Elle signifierait, malheureusement, que le droit international humanitaire est en recul. Pour la première fois, les États auraient adopté un traité de droit humanitaire conférant aux civils une protection moindre que celle conférée par un traité déjà en vigueur. Une telle situation devrait être une source de grave préoccupation pour tous ceux qui soutiennent la cohérence, l'efficacité et l'intégrité de cette branche du droit.

Le CICR a-t-il communiqué sa position aux États au sujet du protocole ?
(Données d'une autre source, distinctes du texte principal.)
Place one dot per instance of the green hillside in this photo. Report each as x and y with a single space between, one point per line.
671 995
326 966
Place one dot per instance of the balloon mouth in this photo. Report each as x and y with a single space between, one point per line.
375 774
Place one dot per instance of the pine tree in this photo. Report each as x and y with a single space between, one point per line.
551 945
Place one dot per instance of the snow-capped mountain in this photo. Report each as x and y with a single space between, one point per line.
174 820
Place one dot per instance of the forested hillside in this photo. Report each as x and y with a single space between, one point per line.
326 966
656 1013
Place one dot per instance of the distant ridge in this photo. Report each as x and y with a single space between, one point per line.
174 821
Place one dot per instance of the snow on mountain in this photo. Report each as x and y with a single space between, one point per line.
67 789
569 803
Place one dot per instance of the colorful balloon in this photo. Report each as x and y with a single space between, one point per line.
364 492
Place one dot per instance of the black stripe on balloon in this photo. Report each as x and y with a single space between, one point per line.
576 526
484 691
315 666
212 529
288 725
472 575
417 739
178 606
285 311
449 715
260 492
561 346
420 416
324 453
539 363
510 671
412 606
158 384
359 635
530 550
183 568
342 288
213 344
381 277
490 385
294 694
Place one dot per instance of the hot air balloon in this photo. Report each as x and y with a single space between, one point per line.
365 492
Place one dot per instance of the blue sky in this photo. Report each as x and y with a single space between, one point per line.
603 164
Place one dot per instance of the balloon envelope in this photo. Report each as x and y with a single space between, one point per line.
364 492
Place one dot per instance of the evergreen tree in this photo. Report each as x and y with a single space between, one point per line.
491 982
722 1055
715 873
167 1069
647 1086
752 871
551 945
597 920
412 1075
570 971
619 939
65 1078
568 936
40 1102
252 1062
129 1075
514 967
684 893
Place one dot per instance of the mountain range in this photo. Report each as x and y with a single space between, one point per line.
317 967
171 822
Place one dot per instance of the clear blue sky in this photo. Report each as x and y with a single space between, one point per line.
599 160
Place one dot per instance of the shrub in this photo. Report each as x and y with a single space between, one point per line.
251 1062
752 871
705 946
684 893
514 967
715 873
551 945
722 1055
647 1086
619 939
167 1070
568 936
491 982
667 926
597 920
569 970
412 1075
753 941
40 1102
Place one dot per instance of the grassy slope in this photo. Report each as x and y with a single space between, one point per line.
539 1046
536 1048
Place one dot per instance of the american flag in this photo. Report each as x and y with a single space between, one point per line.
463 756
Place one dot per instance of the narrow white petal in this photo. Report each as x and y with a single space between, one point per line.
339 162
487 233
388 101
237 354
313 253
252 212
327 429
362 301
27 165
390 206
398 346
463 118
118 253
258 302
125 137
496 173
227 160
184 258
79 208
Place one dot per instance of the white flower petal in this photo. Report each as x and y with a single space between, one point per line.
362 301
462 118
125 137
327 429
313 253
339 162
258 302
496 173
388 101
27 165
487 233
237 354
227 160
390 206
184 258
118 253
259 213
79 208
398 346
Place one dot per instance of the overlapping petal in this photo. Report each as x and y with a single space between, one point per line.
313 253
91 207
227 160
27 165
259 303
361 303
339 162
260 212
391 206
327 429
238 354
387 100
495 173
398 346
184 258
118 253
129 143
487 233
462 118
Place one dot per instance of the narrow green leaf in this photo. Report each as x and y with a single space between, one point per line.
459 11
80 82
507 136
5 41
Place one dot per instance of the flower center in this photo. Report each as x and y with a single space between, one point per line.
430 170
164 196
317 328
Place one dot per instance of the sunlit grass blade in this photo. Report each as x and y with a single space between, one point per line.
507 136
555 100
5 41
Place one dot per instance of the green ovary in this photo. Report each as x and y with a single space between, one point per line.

Tout au long de cette année, nous avons informé les États parties à la Convention sur les armes classiques que, de notre point de vue, l'adoption du projet de protocole sur les armes à sous-munitions, dans sa forme actuelle, ne ferait que perpétuer le problème humanitaire des armes à sous-munitions, en contradiction avec la Convention sur les armes à sous munitions et créerait un précédent malheureux de régression du droit international humanitaire.

Très récemment, notre président a également adressé une lettre aux gouvernements des États les encourageant à se pencher sérieusement sur nos préoccupations lorsqu’ils prépareront leur position en vue de la Conférence d'examen de la Convention sur certaines armes classiques qui débutera à Genève le 14 novembre. Nous nous engageons à répondre de manière globale et effective au problème des armes à sous-munitions. Si les États ne sont pas en mesure d’adopter l’approche globale proposée par la Convention sur les armes à sous munitions, ils devraient s’orienter progressivement dans ce sens plutôt que d’inclure en tant que « solution » dans un traité de droit international humanitaire une gamme d’armes à sous-munitions qui continueront d’infliger des souffrances inacceptables aux civils.

Les armes à sous-munitions contaminent de vastes régions depuis des décennies. Les munitions utilisées dans les années 1970 continuent de causer chaque jour des souffrances inacceptables aux civils. La reconnaissance de ces faits implique le devoir d’y mettre un terme.